Das Problem ist, dass 10% Staatenlosen in eigenem Land nicht als Problem betrachtet wird. Aus deutscher Sicht ist das nicht nachvollziehbar.
Ahah, Staatenlose in eigenem Land, das ist doch ein Witz.
Wie betroffend sind die Deutschen, dass irgendwo (was die meisten nichtmal auf der Karte finden) so was gibt?
Wie viele Staatenlose + ungekl. Herkunftsland haben, gibt es in GER?
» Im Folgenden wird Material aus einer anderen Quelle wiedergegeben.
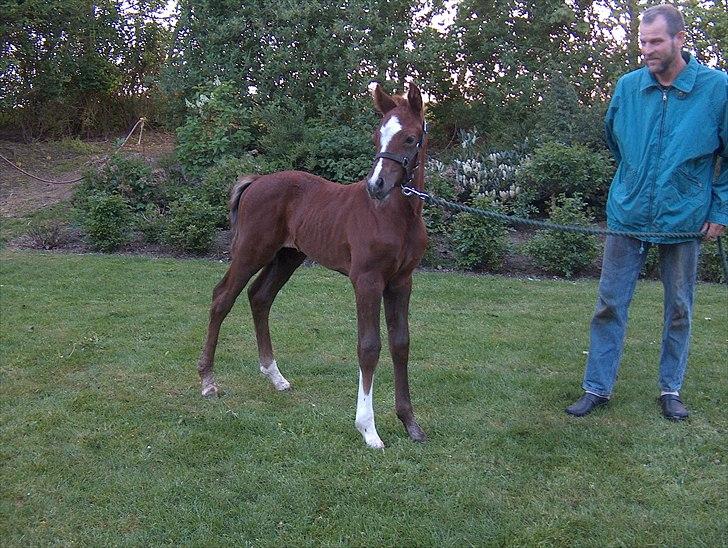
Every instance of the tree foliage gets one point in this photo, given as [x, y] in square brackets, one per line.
[78, 67]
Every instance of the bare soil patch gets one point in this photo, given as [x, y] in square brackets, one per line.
[61, 161]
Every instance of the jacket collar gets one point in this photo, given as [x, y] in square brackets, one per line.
[684, 81]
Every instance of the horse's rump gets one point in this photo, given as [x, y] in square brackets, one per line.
[241, 184]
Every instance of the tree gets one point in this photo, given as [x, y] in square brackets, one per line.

Wie ich geschrieben habe, die Deutschen sind ueberzeugt, dass wenn ein Land in der EU ist, es gewissen Standarts folgen soll und gewisse Regeln erfuellen muss. Ob es eine Statistik gibt, wieviele Staatenlose in Deutschland gibt, weiss ich nicht, vor dem Hintergrund, dass der Auslaenderanteil in Deutschland 5% ist, ist der Anteil der Staatenlosen in Deutschland verschwindend gering. Wo sollen sie auch herkommen? Deutschland ist ein schlechtes Beispiel, in Zweifelsfall haben Leute deutsche Staatsangehoerigkeit bekommen, deren Vorfahren seit mehreren Jahrhunderten aus Deutschland ausgewandert sind (alle Deutsche aus Osteuropa und GUS) und wieder zurueckkamen.